Reputation: 43
I've been streaming data from twitter into a mongo database. However I found that I hadn't formatted the search incorrectly, so I got data from all over the place instead of the one city I wanted (I find location by checking if the city name comes up in 'location' or 'name' under 'user' in the json).
I want to copy just the correct documents to a new collection, but I've found it nearly impossible to do in pymongo! I'm using pymongo instead of the shell because I'm using regular expressions to search for the city names(there's a lot of synonyms for it).
regex=re.compile(<\really long regular expression of city names>)

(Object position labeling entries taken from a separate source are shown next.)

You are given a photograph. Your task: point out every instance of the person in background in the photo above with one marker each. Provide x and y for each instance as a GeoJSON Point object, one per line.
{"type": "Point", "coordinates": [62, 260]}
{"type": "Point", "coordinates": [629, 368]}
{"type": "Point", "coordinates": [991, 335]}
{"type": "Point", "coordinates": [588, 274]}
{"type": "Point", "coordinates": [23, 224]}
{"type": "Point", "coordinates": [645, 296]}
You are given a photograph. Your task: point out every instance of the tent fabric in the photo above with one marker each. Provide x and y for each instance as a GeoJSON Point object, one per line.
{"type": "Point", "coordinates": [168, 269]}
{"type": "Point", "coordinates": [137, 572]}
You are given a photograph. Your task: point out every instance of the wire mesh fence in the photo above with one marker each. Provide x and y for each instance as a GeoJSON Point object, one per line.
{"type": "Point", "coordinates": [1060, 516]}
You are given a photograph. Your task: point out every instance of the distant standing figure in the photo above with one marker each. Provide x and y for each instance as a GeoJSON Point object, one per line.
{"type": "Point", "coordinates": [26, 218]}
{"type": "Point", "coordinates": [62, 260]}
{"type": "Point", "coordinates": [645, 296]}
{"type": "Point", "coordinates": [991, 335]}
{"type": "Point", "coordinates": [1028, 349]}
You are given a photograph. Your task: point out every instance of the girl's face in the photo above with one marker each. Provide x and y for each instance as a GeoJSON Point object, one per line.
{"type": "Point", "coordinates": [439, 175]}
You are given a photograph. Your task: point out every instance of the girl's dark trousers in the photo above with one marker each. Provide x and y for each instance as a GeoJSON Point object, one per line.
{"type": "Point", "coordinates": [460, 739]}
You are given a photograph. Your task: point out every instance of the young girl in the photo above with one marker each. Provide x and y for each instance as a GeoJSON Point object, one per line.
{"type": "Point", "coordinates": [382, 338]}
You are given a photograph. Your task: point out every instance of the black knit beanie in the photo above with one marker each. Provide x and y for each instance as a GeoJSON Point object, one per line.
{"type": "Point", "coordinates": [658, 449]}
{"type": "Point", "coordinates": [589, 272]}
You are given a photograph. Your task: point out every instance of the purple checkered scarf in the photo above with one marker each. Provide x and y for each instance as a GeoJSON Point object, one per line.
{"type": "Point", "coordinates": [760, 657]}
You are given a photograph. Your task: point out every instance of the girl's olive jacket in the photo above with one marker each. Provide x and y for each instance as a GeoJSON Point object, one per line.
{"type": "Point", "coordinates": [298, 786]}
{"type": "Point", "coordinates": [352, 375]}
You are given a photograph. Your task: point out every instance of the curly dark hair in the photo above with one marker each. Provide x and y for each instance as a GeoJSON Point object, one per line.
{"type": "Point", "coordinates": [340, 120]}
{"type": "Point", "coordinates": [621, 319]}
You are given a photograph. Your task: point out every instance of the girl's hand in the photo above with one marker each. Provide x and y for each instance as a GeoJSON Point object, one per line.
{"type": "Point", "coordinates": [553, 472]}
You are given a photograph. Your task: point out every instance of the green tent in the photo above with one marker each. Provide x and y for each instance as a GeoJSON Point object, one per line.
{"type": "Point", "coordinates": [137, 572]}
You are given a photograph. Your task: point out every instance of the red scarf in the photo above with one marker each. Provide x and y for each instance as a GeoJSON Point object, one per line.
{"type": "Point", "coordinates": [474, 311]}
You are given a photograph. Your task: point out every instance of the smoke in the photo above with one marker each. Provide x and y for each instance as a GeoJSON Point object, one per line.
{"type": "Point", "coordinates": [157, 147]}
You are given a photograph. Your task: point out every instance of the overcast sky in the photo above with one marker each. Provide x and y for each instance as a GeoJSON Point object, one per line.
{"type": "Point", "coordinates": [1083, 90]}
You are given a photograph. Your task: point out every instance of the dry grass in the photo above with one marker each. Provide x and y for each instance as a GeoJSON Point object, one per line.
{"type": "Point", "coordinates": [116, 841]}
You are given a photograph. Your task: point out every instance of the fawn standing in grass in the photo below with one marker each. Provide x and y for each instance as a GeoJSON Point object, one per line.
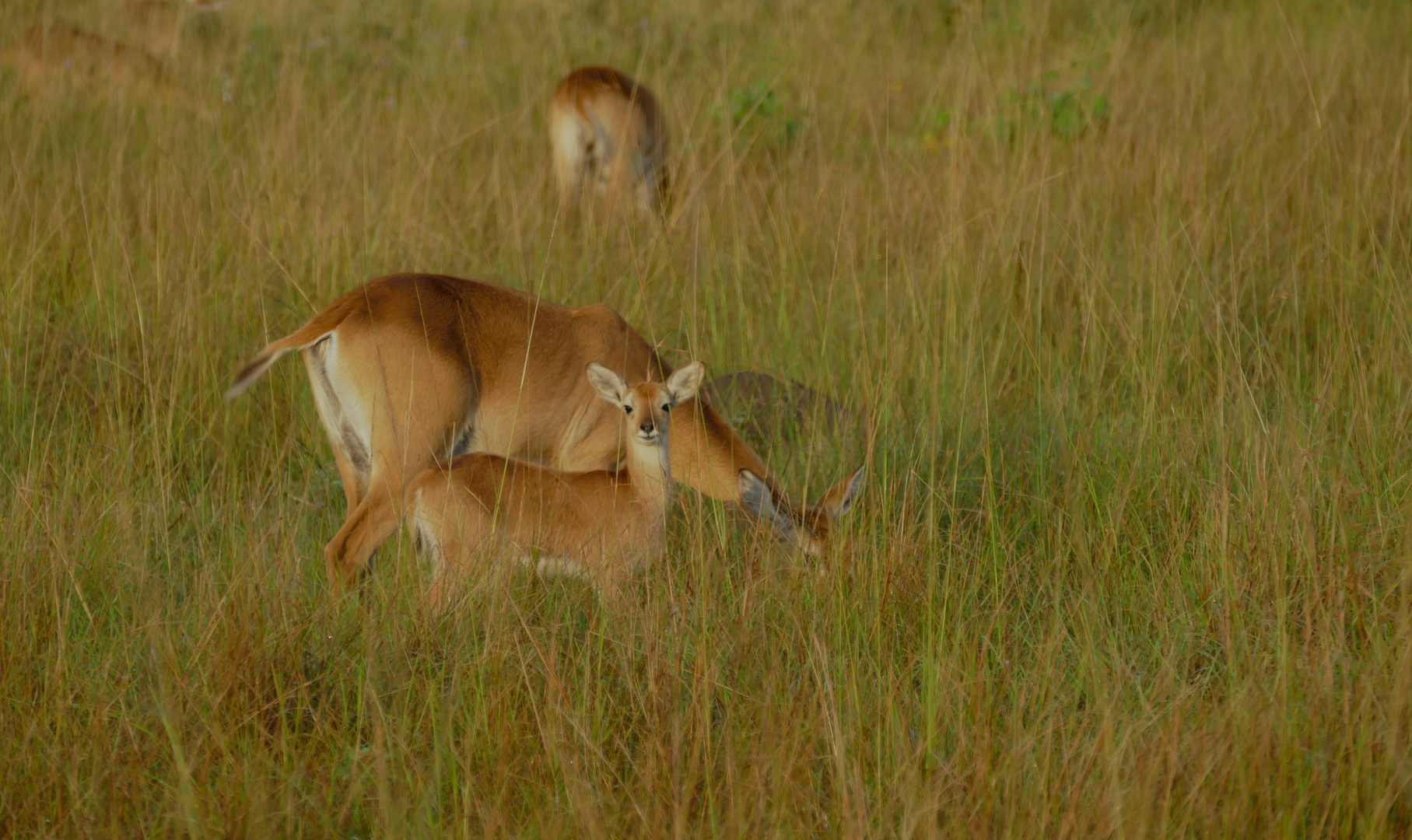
{"type": "Point", "coordinates": [601, 524]}
{"type": "Point", "coordinates": [414, 369]}
{"type": "Point", "coordinates": [608, 131]}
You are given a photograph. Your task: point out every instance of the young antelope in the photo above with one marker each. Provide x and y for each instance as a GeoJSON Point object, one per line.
{"type": "Point", "coordinates": [599, 524]}
{"type": "Point", "coordinates": [608, 131]}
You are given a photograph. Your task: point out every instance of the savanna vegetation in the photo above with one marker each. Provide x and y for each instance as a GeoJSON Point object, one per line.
{"type": "Point", "coordinates": [1116, 296]}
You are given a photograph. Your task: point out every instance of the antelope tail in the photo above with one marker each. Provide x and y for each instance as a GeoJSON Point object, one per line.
{"type": "Point", "coordinates": [308, 335]}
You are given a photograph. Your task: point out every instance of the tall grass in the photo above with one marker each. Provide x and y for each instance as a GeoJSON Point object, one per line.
{"type": "Point", "coordinates": [1123, 287]}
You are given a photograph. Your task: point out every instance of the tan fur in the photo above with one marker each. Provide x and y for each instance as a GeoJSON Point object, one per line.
{"type": "Point", "coordinates": [608, 131]}
{"type": "Point", "coordinates": [602, 524]}
{"type": "Point", "coordinates": [414, 369]}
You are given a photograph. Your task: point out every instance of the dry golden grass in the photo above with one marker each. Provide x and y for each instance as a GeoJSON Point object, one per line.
{"type": "Point", "coordinates": [1122, 287]}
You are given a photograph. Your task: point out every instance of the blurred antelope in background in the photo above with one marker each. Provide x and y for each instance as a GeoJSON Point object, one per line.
{"type": "Point", "coordinates": [599, 524]}
{"type": "Point", "coordinates": [608, 131]}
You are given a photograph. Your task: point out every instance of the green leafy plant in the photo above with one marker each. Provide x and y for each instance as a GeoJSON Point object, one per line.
{"type": "Point", "coordinates": [1067, 112]}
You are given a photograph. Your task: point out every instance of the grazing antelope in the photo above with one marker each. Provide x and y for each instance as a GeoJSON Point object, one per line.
{"type": "Point", "coordinates": [606, 130]}
{"type": "Point", "coordinates": [415, 367]}
{"type": "Point", "coordinates": [601, 524]}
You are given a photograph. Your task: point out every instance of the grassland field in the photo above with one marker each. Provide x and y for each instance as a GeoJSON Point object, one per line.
{"type": "Point", "coordinates": [1120, 289]}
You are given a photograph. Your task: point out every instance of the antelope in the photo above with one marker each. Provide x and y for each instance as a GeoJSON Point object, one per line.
{"type": "Point", "coordinates": [608, 130]}
{"type": "Point", "coordinates": [599, 524]}
{"type": "Point", "coordinates": [414, 369]}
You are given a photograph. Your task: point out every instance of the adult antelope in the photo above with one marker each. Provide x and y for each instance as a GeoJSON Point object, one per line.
{"type": "Point", "coordinates": [608, 131]}
{"type": "Point", "coordinates": [601, 524]}
{"type": "Point", "coordinates": [414, 369]}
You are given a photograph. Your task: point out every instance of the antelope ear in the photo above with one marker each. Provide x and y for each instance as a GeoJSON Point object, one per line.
{"type": "Point", "coordinates": [840, 497]}
{"type": "Point", "coordinates": [755, 497]}
{"type": "Point", "coordinates": [608, 383]}
{"type": "Point", "coordinates": [682, 384]}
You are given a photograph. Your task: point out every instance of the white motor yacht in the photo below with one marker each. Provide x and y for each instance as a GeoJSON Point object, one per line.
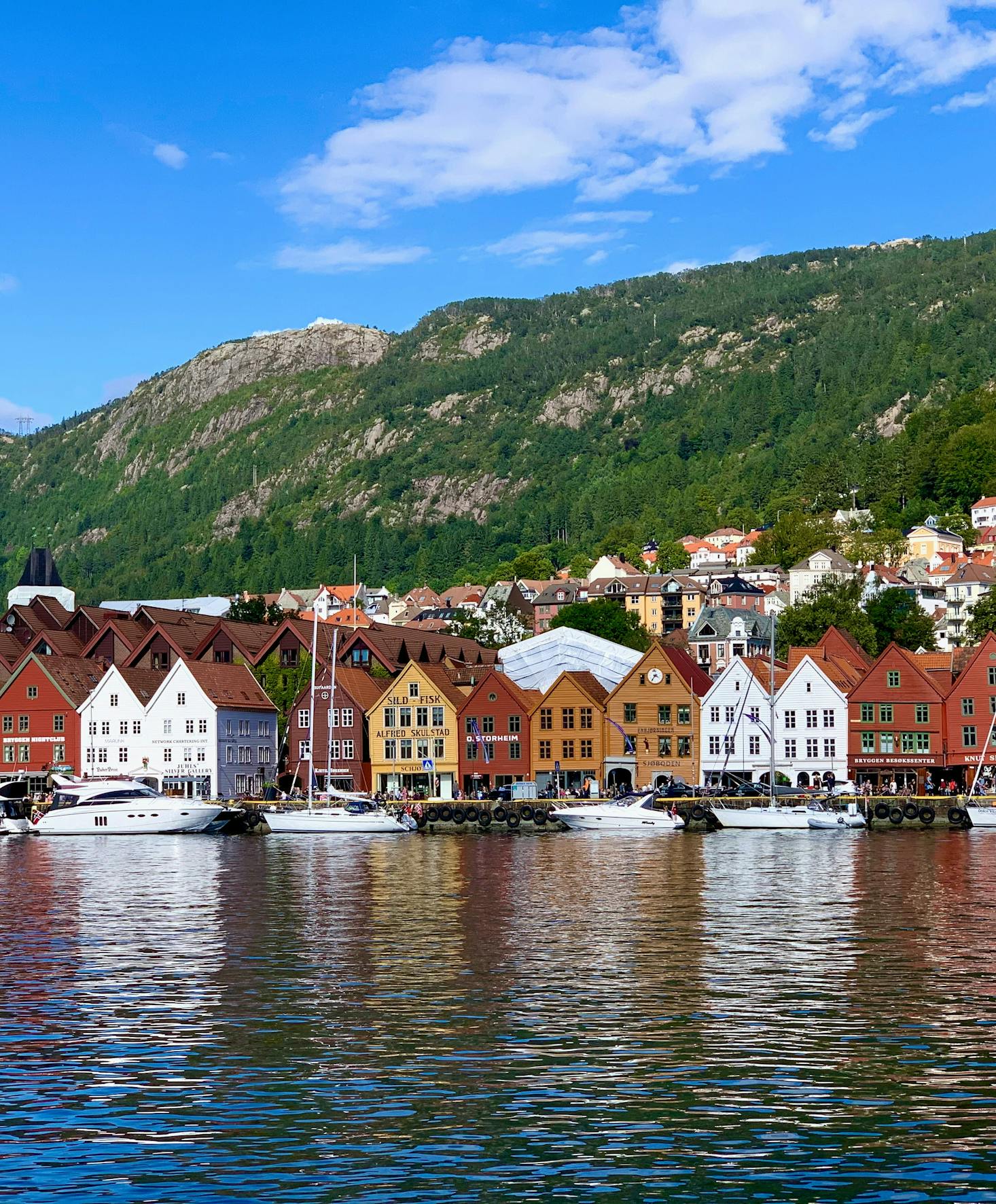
{"type": "Point", "coordinates": [760, 816]}
{"type": "Point", "coordinates": [630, 814]}
{"type": "Point", "coordinates": [351, 816]}
{"type": "Point", "coordinates": [120, 807]}
{"type": "Point", "coordinates": [14, 807]}
{"type": "Point", "coordinates": [824, 819]}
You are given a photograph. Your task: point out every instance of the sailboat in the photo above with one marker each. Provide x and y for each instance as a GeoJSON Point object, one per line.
{"type": "Point", "coordinates": [355, 813]}
{"type": "Point", "coordinates": [770, 814]}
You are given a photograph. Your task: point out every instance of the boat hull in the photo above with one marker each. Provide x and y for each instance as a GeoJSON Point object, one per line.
{"type": "Point", "coordinates": [764, 818]}
{"type": "Point", "coordinates": [592, 820]}
{"type": "Point", "coordinates": [130, 818]}
{"type": "Point", "coordinates": [333, 822]}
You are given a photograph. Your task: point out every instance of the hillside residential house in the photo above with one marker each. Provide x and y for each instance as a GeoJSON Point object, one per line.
{"type": "Point", "coordinates": [207, 731]}
{"type": "Point", "coordinates": [821, 566]}
{"type": "Point", "coordinates": [611, 566]}
{"type": "Point", "coordinates": [567, 732]}
{"type": "Point", "coordinates": [552, 600]}
{"type": "Point", "coordinates": [963, 590]}
{"type": "Point", "coordinates": [653, 721]}
{"type": "Point", "coordinates": [39, 716]}
{"type": "Point", "coordinates": [927, 541]}
{"type": "Point", "coordinates": [984, 513]}
{"type": "Point", "coordinates": [720, 634]}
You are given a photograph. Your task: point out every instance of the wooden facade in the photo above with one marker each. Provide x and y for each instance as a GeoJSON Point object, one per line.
{"type": "Point", "coordinates": [567, 732]}
{"type": "Point", "coordinates": [658, 707]}
{"type": "Point", "coordinates": [500, 712]}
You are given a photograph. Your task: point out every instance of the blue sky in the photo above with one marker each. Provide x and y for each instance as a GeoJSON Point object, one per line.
{"type": "Point", "coordinates": [176, 175]}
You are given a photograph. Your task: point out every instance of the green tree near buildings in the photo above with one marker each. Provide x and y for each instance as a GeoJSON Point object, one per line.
{"type": "Point", "coordinates": [983, 619]}
{"type": "Point", "coordinates": [829, 604]}
{"type": "Point", "coordinates": [792, 539]}
{"type": "Point", "coordinates": [605, 619]}
{"type": "Point", "coordinates": [899, 617]}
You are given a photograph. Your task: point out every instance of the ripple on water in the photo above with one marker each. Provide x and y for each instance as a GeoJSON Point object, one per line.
{"type": "Point", "coordinates": [747, 1017]}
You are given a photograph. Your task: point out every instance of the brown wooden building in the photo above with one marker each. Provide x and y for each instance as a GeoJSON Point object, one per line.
{"type": "Point", "coordinates": [656, 706]}
{"type": "Point", "coordinates": [567, 732]}
{"type": "Point", "coordinates": [500, 710]}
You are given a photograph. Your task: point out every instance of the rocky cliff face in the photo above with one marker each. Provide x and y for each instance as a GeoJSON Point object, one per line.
{"type": "Point", "coordinates": [232, 365]}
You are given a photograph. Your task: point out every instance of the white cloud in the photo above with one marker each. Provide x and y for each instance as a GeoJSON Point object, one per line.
{"type": "Point", "coordinates": [346, 255]}
{"type": "Point", "coordinates": [533, 247]}
{"type": "Point", "coordinates": [620, 216]}
{"type": "Point", "coordinates": [844, 134]}
{"type": "Point", "coordinates": [675, 84]}
{"type": "Point", "coordinates": [10, 414]}
{"type": "Point", "coordinates": [745, 254]}
{"type": "Point", "coordinates": [969, 101]}
{"type": "Point", "coordinates": [170, 154]}
{"type": "Point", "coordinates": [120, 387]}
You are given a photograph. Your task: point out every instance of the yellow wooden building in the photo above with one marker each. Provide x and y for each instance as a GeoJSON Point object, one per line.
{"type": "Point", "coordinates": [653, 720]}
{"type": "Point", "coordinates": [567, 732]}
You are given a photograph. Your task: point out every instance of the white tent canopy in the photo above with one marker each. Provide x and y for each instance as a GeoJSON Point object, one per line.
{"type": "Point", "coordinates": [537, 663]}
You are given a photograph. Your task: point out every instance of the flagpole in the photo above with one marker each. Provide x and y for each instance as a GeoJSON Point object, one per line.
{"type": "Point", "coordinates": [311, 713]}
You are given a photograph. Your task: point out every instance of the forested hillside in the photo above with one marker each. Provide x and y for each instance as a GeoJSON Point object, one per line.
{"type": "Point", "coordinates": [653, 406]}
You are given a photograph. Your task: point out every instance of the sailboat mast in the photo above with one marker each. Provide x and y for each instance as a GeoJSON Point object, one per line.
{"type": "Point", "coordinates": [332, 707]}
{"type": "Point", "coordinates": [311, 713]}
{"type": "Point", "coordinates": [771, 716]}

I've been able to use find() correctly with the regular expressions; it returns just what I'm looking for:
db.coll.find({'$or':[{'user.location':{'$in':[regex]}},{'user.name':{'in':[regex]}}]})
I just need to copy what it returns into a new collection, but it's proving difficult.
I tried this method, trying forEach() to try to copy the documents, using bson wrapping, which I found here, but it still won't work.
db.coll.find({'$or':[{'user.location':{'$in':[regex]}},{'user.name':{'in' [regex]}}]})\
.forEach(bson.Code( '''
function(doc) {
db.subset.insert(doc);
}'''))
Specifically, the error I get when I try this is
I have no idea what is wrong or how I can go about fixing this. Anyone able to tell me what I can do to fix this, or a better way to copy documents to a new collection?
Upvotes: 0
Views: 2508
Reputation: 2636
A cursor is already able to go through the results you don't need to forEeach. Try
for tweet in db.coll.find({'$or':[{'user.location':{'$in':[regex]}},{'user.name':{'in' [regex]}}]}):
db.subset.insert(tweet)
Upvotes: 1